Type | |
Stats | 43 0 |
Reviews | (3) |
Published | Feb 25, 2025 |
Base Model | |
Training | Epochs: 1 |
Hash | AutoV2 02BACB2A85 |
*Important, please read this before using the model because this is very experimental, most of the time the result are mediocre
Miso Diffusion M (Alpha) is an attempt to fine tune stable diffusion 3.5 medium on anime dataset. In comfy ui it uses as little as 2.4 gb vram without the t5 text encoder. This version is fine tuned with 250k image with just 1epoch. The model with larger dataset is still in preparation but faces some challenge. During my initial attempt to fine tune with 700k image, the model would collapse after 2000 steps, it is unclear why as I find the first training run some what promising. Other issue includes the nature of SD3.5 which aim to provide diverse output meaning even if you use the same seed it will have very different outcome, so it remains unclear if it can accurately generate the characters.

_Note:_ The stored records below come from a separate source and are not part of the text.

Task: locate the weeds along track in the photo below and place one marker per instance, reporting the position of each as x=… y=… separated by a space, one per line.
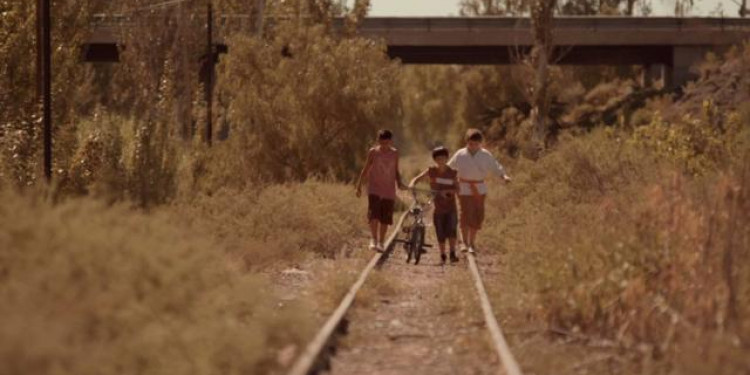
x=316 y=356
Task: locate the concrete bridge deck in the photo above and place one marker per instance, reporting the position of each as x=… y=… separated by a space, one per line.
x=675 y=44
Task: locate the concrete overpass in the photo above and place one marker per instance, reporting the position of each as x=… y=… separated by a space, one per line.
x=670 y=44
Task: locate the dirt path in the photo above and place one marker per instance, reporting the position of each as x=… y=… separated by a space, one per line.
x=430 y=325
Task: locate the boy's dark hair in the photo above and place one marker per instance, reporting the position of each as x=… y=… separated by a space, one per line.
x=385 y=134
x=439 y=151
x=474 y=135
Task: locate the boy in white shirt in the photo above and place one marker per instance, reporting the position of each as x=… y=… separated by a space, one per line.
x=474 y=164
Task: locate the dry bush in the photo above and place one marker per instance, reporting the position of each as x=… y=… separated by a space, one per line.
x=306 y=103
x=90 y=289
x=619 y=244
x=276 y=222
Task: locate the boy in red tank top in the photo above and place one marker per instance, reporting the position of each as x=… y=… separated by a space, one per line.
x=444 y=182
x=381 y=172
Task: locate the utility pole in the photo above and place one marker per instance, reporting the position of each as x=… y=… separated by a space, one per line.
x=259 y=17
x=209 y=73
x=44 y=79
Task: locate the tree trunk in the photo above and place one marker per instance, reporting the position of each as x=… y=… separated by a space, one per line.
x=541 y=18
x=631 y=6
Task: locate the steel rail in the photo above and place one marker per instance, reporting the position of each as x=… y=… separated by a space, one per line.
x=308 y=359
x=508 y=362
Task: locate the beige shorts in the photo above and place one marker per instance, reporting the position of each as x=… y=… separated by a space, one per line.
x=472 y=211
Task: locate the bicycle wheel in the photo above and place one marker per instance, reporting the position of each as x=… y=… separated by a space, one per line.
x=417 y=241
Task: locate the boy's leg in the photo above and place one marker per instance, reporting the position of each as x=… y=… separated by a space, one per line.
x=373 y=209
x=385 y=218
x=374 y=230
x=478 y=221
x=383 y=232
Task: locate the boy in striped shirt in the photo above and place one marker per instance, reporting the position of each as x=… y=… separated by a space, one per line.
x=443 y=180
x=474 y=163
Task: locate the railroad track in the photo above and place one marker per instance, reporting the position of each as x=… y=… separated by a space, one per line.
x=315 y=357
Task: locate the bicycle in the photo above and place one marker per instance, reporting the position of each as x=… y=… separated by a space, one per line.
x=415 y=232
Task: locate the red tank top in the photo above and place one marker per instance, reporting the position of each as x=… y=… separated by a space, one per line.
x=381 y=180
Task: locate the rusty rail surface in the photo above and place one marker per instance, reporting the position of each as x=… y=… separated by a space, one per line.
x=309 y=360
x=509 y=366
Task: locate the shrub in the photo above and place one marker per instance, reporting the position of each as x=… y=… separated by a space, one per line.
x=620 y=244
x=90 y=289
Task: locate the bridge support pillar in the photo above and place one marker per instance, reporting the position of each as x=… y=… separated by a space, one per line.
x=651 y=74
x=684 y=65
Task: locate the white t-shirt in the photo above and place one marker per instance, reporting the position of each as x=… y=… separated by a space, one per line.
x=475 y=167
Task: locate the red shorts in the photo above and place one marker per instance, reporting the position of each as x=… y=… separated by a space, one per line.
x=380 y=209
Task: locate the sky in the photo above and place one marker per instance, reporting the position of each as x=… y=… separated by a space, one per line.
x=406 y=8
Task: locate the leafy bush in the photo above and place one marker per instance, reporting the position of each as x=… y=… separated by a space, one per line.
x=91 y=289
x=306 y=103
x=620 y=244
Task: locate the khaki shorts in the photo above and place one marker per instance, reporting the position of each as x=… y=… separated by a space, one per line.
x=472 y=211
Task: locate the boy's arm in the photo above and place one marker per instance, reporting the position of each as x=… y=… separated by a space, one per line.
x=456 y=186
x=452 y=162
x=419 y=177
x=362 y=174
x=499 y=170
x=399 y=181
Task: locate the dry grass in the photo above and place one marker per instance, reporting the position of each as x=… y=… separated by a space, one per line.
x=615 y=243
x=263 y=225
x=90 y=289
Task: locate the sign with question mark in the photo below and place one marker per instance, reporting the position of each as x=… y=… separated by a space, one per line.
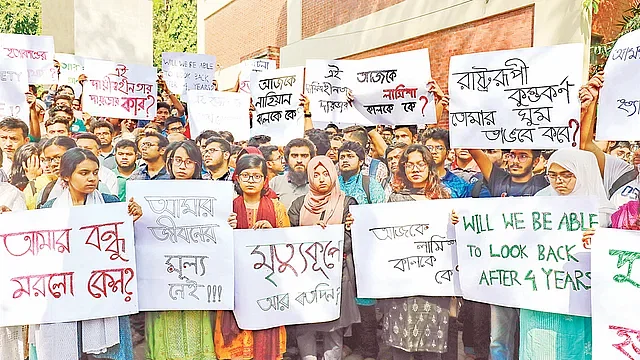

Recommanded setting, euler, cfg:4 , 24-28 steps, though dpm ++ 2m also works but haven't done much testing, prompt: danbooru style tagging. The model is also very picky with prompt, I recommand simply generating with a batchsize of 4 and pick the best one.
You can download the text encoder or model at other stages here, -000001 represents the model with only 1 epoch. https://huggingface.co/suzushi/miso-diffusion-m-test
Quality tag
Masterpiece, Perfect Quality, High quality, Normal Quality, Low quality
Aesthetic Tag
Very Aesthetic, aesthetic
Pleasent
Very pleasent, pleasent, unpleasent
Additional tag: high resolution, elegant
Training setting: Adafactor with a batchsize of 40, lr_scheduler: constant with warm up
SD3.5 Specific setting:
enable_scaled_pos_embed = true
pos_emb_random_crop_rate = 0.2
weighting_scheme = "flow"
Most SD3.5 M training so far freeze all text encoder, I tried to train clip with t5 cached, but its remains unclear if this is the reason why the subsequent training failed?